Applied Biosystems, part of the Life Technologies Corp., also targets the pharmacogenomics market with a sizable panel of TaqMan® Drug Metabolism (DME) genotyping assays. With some 2,700 TaqMan® genotyping assays, the panel represents variants in the regulatory and protein coding regions of 221 drug metabolism and transporter genes.
Sejal Desai, a product manager for the genomic assays business at Life Technologies, says the TaqMan® DME assay collection allows detection of single-nucleotide polymorphisms (SNPs), insertion-deletions (in/dels), and multinucleotide polymorphisms (MNPs) in these genes. Users can obtain the assays either individually or as a set.
"That's the beauty of TaqMan® assays, the flexibility is really important for customers," says Desai. "They can buy assays as a panel, they can buy them individually, however they want."
Such assays can measure more than just genetic polymorphisms. The AlloMap test, from molecular diagnostics firm XDx, uses quantitative real-time PCR to measure the expression of a panel of genes that can predict the likelihood of cardiac transplant rejection at the time of testing.
According to Dirk Lammerts, vice president of marketing and corporate development at XDx, that application makes AlloMap a molecular diagnostic, but not a pharmacogenomics product. But the firm is doing some pharmacogenomics work: In collaboration with Bristol-Myers Squibb (BMS), the company is searching for gene expression biomarkers of systemic lupus erythematosus, which will help BMS advance the development of its drug Orencia, a rheumatoid arthritis therapeutic.

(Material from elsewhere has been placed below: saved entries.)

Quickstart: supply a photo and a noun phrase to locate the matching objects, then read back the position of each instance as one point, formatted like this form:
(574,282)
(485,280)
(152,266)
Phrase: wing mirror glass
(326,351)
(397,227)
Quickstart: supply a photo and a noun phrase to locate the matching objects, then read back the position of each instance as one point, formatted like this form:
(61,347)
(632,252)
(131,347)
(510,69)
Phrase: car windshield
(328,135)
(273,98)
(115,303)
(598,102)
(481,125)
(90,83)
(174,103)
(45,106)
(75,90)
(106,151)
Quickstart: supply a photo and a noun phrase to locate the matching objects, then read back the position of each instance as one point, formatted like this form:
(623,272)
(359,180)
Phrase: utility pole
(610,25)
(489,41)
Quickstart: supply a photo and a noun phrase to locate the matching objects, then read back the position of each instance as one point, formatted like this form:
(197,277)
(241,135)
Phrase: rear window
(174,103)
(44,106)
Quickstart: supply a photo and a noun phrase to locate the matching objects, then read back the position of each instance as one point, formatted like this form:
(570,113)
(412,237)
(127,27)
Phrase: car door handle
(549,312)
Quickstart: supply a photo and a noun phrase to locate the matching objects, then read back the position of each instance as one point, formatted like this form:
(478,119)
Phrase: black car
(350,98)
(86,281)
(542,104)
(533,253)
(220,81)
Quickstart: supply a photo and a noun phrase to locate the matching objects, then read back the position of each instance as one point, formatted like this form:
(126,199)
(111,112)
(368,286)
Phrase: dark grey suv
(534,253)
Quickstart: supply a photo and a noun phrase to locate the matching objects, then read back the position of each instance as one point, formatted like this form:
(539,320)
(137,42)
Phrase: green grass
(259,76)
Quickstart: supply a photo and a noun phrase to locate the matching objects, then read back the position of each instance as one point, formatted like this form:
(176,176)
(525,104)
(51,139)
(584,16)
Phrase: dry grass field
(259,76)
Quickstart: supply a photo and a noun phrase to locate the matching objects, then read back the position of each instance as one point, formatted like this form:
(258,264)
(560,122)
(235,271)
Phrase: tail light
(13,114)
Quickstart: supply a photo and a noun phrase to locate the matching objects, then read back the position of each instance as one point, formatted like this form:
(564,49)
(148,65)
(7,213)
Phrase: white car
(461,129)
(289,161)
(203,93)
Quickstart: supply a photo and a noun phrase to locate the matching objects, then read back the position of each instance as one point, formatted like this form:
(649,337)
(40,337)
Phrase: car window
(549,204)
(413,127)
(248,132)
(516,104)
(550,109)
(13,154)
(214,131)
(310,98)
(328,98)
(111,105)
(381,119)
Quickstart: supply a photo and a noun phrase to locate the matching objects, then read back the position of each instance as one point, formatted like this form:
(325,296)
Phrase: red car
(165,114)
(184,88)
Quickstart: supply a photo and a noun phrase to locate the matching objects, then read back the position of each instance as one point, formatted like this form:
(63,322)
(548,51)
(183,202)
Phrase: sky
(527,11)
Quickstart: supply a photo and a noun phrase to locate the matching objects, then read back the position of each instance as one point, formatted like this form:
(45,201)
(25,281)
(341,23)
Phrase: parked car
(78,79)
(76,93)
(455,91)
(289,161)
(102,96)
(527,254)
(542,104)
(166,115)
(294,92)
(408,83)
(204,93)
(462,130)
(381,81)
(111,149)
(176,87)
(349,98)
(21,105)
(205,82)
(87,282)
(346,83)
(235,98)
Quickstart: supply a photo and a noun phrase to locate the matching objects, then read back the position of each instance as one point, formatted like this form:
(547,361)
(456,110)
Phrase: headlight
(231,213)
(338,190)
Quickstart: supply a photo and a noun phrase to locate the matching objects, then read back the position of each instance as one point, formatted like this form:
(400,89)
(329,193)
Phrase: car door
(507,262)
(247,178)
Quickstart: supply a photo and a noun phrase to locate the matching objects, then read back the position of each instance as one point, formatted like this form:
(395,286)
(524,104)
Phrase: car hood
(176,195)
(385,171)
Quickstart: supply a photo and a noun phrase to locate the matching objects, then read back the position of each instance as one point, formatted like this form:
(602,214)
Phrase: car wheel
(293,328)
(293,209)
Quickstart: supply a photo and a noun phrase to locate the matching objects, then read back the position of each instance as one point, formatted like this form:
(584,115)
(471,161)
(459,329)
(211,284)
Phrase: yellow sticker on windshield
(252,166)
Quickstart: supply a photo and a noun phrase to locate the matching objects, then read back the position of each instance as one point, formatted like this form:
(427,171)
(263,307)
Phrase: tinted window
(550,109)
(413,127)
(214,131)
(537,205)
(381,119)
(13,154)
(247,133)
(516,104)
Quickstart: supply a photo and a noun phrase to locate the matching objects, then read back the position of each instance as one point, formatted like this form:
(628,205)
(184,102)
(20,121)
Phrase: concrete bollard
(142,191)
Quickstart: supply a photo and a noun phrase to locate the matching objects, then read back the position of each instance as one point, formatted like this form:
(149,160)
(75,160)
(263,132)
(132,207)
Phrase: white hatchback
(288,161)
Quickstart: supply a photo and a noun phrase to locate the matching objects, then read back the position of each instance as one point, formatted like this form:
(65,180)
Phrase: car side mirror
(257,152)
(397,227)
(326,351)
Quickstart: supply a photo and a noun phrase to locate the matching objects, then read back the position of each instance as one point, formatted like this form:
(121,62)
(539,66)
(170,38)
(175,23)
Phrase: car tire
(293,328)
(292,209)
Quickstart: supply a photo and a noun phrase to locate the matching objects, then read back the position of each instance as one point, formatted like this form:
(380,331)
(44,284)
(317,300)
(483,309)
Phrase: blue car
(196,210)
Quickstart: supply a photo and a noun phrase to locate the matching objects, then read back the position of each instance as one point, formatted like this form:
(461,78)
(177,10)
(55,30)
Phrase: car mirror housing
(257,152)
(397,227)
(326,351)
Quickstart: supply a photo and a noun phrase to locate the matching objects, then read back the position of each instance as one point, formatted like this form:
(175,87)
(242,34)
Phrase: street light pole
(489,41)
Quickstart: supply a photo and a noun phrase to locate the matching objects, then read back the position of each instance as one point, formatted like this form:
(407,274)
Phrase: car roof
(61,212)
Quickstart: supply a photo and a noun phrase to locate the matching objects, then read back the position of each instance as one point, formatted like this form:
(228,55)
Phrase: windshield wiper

Though he declined to disclose details of the collaboration, Lammerts says in general it will follow the model the company used to develop AlloMap. Starting with a whole-transcriptome arrays (from Agilent Technologies) that could probe expression of 30,000 genes, the firm selected 252 candidates that seemed linked to cardiac rejection. Then, using RT-PCR, the company whittled the list of significant transcripts to 68, and ultimately to 11. Nine additional genes were added as controls to produce the final set of 20, whose weighted expression is used to compute a numerical measure of risk.
Pharmacogenomics, says Lammerts, is not just about invariant genomic markers like SNPs. Sometimes it requires more real-time information, such as gene expression or protein abundance.
"In a disease [such as cancer or immune rejection] where the biology is not well understood and is dynamically changing, especially when you want to know if a drug is working better or less effectively, you have to resort to gene expression, because that's how you measure the current state," he says.
For Licinio, the pharmacogenomics dream that was hyped a decade ago is not dead, but delayed. If nothing else, that's because the required clinical studies are unlike anything seen today. For instance, he says, drug studies almost always consider patients with a single condition and a single drug. But that doesn't reflect the reality of the modern patient population.
According to the informal survey by one of Licinio's colleagues at a major research hospital in California, "Each patient takes on average 14 different medications. These combinations have never been tested, even in a rat," he says. "So each person, when they go to the doctor, they're like a guinea pig in an experiment of n equals 1."
Collecting the required data would require enormous studies and concomitantly massive costs. As a result, he says, perhaps 50 or 100 years from now the hype will come to pass, "But it is in the vastly far future."
1Mega JL et al., "Cytochrome P-450 Polymorphisms and Response to Clopidogrel," New England Journal of Medicine,360:354-62, 2009.